2. When we do allow for silence, we find it reveals far too much about ourselves. Thus, we are fearful of it. It is much easier to anesthetize ourselves with distraction and noise than to face the revealing nature of silence. Like Jesus in the wilderness, we are often faced with our own beasts in silence. Again, we fool ourselves into thinking it much easier to move from one thing to next without silence. We think we can enter into the world as non-reflective beings unaware of our own character and actions.

Some Outcomes

As a result, many of us live lives of (somewhat) controlled chaos marked by a frenetic pace, leaving us weary and weathered. We have somehow found ourselves moving at the speed of the noise we are enveloped by. Similarly, we create a host of noise through our talking and writing, our conferences and meetings, our Skype calls and Facebook statuses sans silence. We have fashioned our technologies and liturgies and now they have fashioned us.

Where we once found dialogue, we now have individual monologues passing each other masked as a conversation. Where we once relied on neighborly relationships, we now have isolated strangers settling for fearful waves separated by fences and driveways. Where there once was a season of faithful planting followed by patient growth, we have superseded it with a chemicals and poisons. Where we once prayed, we now shop.

Communication – the means by which relationships flourish – has been usurped by noise.

Why we need silence

So, in a world where silence is seemingly banished, why would we need it? It seems to me that the aforementioned reasons of fear and non-reflective lives acquiescing to noise-centered lives need to be redeemed through incorporating silence into our individual and communal lives.

Silence opens us up to adopting the postures of participation over domination. Participation entails conversation between beings; domination entails pushing one’s agenda onto another. Participation revels in interdependence; domination seeks independence. Participation engenders a posture of patience; domination is hasty and quick to judge. It seems to me that our noise is the product of our attempts to dominate.

Silence gives us a posture of participation resulting in practices of participation. This manifests itself primarily as listening. In silence we are able to listen first and speak afterwards. We begin to recalibrate the order of communication: listening and then speaking. Too often we speak to God, others, ourselves, and the created order without listening. Silence before these beings allows us to hear their voices and then to respond accordingly. Thus, and I think this is key, embracing silence is a means of non-violent subversion of noise, which actually redeems noise. Silence gives us the ears and the eyes to filter out the noise seeking to do violence to us and through us via exploitation, abuse, and power-wielding. Through silence we find the way to navigate peacefully through the all-encompassing waters of noise. We can enter into the noise without adding to it due to the discernment and wisdom we gain by silently attending to God, others, ourselves, and creation first.

This manner of engaging the world seems especially pertinent for Christians. In a day and age where we are often known for speaking first – entering into means of communication marked by domination – we would do well to balance and harmonize our activity in the world rooted in silence.
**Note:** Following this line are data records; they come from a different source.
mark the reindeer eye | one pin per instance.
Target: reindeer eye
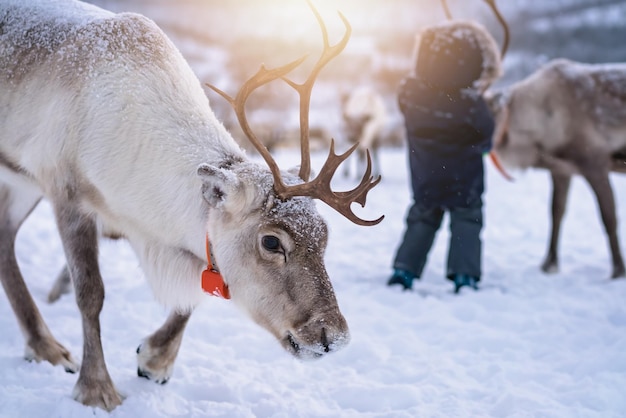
(271, 243)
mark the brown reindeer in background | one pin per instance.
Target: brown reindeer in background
(365, 119)
(569, 118)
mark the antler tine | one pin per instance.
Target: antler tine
(446, 9)
(505, 26)
(304, 89)
(340, 201)
(238, 103)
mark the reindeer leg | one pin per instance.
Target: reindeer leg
(560, 190)
(601, 186)
(62, 285)
(16, 203)
(157, 353)
(80, 241)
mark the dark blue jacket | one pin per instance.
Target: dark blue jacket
(448, 132)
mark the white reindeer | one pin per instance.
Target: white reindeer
(569, 118)
(101, 115)
(365, 119)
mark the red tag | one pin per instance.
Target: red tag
(213, 283)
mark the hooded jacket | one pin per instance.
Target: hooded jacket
(448, 124)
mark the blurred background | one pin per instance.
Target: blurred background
(226, 41)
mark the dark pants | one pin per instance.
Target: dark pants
(465, 247)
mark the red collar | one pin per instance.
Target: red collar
(212, 280)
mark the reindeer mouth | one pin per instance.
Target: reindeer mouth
(302, 352)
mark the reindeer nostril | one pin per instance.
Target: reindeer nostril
(325, 341)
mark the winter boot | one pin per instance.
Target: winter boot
(403, 278)
(461, 280)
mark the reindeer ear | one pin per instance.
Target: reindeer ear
(217, 184)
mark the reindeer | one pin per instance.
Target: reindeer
(102, 116)
(364, 118)
(569, 118)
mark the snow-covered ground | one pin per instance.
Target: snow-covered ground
(525, 345)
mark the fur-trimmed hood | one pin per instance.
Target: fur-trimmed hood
(471, 33)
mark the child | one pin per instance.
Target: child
(449, 128)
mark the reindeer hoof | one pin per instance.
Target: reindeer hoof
(550, 267)
(618, 273)
(147, 375)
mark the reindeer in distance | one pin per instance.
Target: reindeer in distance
(151, 164)
(365, 118)
(568, 118)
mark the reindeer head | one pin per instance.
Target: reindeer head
(515, 142)
(269, 238)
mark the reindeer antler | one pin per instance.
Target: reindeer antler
(494, 8)
(505, 26)
(319, 187)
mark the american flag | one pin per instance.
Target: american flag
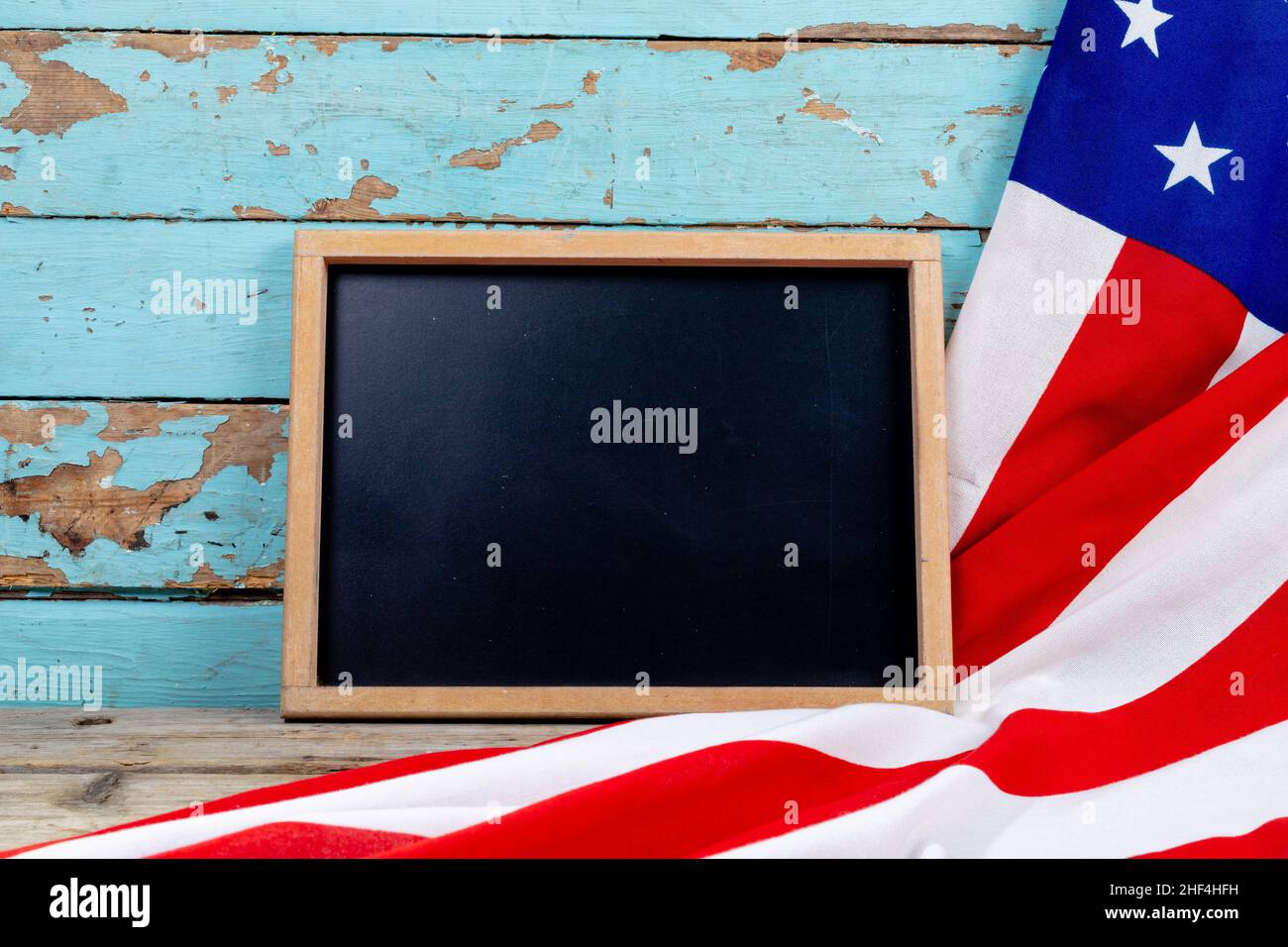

This does not mean we never speak; rather, we know when and how to speak because we have first been intentional about patiently making room for the other in silence. As Jesus was known for his times of prayer and solitude, we too ought to be marked by a decidedly Christian silence.

In silence may we listen and then pray. May we listen and then love our neighbor and enemy. May we listen and then rightly steward the earth. This, I believe, will begin to demonstrate the fullness of silence.

How has silence been relegated or eradicated from your life – both individually and communally?

Who have you engaged with – be it God, others, yourself, or creation – without being silent first?

What am I missing? Tell me about your experience with silence.